Falling freight rates (as much as 20%) have been attributed to "more trucks than there are loads" for truckers and shippers.
Since this article was resealed in 2019, the pendulum has swung in the opposite direction...in a major way. North American truck manufacturers saw a decrease in demand in late 2019, and ACT Research projected a further decrease in 2020. Then, the pandemic hit, and everything just stopped.
In the wake of the global shutdowns, we have all witnessed the waterfall of supply chain issues impacting every industry, including commercial vehicle manufacturing. From chips to chassis, the ripple effect of the March 2020 shutdowns is still being felt in late-2021.
Freight rates and volumes are directly impacted by supply and demand.
How much freight needs to be shipped vs. how many trucks are available to haul the freight?
The influx of 2018 trucks ordered and built had created a large shipping surplus. With more trucks than freight available, the impact was lower freight rates, a market that favors shippers over carriers.

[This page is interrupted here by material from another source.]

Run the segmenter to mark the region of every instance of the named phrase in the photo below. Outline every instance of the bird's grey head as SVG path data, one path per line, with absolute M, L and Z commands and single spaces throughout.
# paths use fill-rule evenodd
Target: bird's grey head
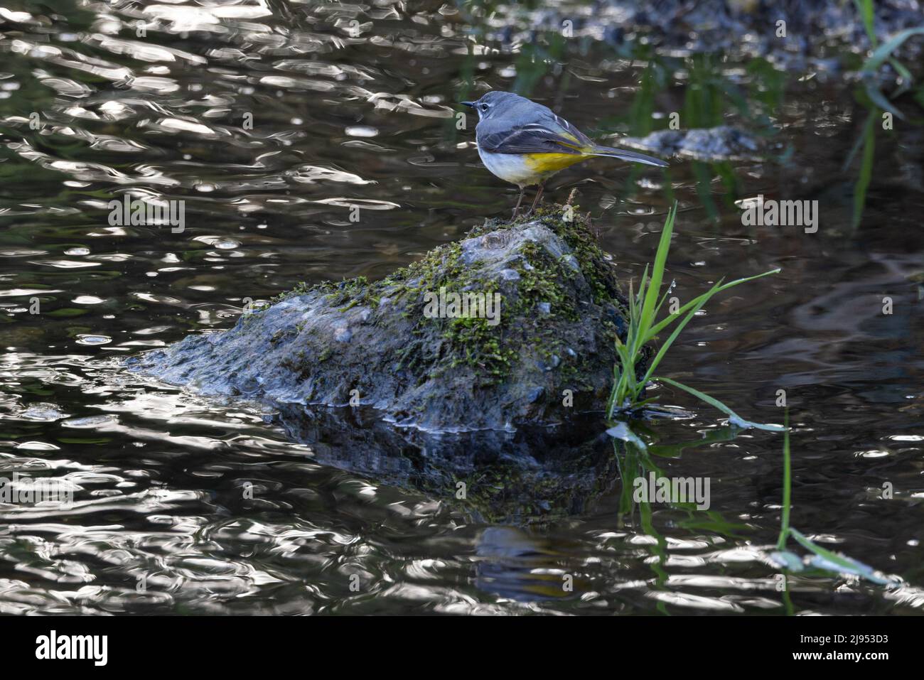
M 477 102 L 462 102 L 462 103 L 475 109 L 478 112 L 479 119 L 488 120 L 501 109 L 509 110 L 511 106 L 529 102 L 529 100 L 524 99 L 518 94 L 495 91 L 485 92 Z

Today, we're still seeing signs of "stronger for longer" rates that favor carriers, all because the supply chain issues are impacting the production of new Class 8 tractors. The demand is there; it's palpable! Every major market indicator shows the market is ripe for new vehicle production. The parts just aren't there!
Instead, OEMs are lining their parking lots with red-tagged (partially completed) vehicles, awaiting parts to wrap these orders and deliver to customers.
The current market, while exaggerated, is a microcosm of the power dynamics of supply and demand, especially the impact of Class 8 tractors on spot and contract rates.
Preparing for these market shifts is exactly why ACT's Freight Forecast was created as a tool to give transportation transparency to shippers, carriers, logistics, brokers, and those working in the supply chain.
For 36 years, ACT Research has been aggregating data on Classes 5-8 truck production and Classes 3-8 used trucks. With this data, ACT has robust new and used truck databases and population models, including mortality curves, to measure the size of the U.S. fleet.
Combining the new production with our used truck data gives ACT Research a unique and unprecedented understanding of the full supply (how many Class 8 tractors are hauling freight) of the market and how many more are to be built over the next 12 months. Just imagine how this insight might change your business planning process.
- Is the fleet growing next year?
- Will it shrink?
- How will this impact your contract negotiations?
- Will you need to pass along the cost of inflation to your customers?
- What does this mean for your spot rates?
For the first time, understanding the full supply of the market over the next 6-36 months is accessible to your business.
ACT's Freight Forecast can be utilized for rate and volume projections, as well as a negotiation tool for contract and spot rates. Freight rate and volume forecasting service as the bridge of ACT’s leadership in commercial vehicle reporting, award-winning economic analysis with ACT’s transportation industry expertise providing an innovative and comprehensive view of supply and demand in trucking markets. This monthly report aims to provide visibility to industry professionals across the supply chain on the future of freight transportation economics to help with planning and budgeting.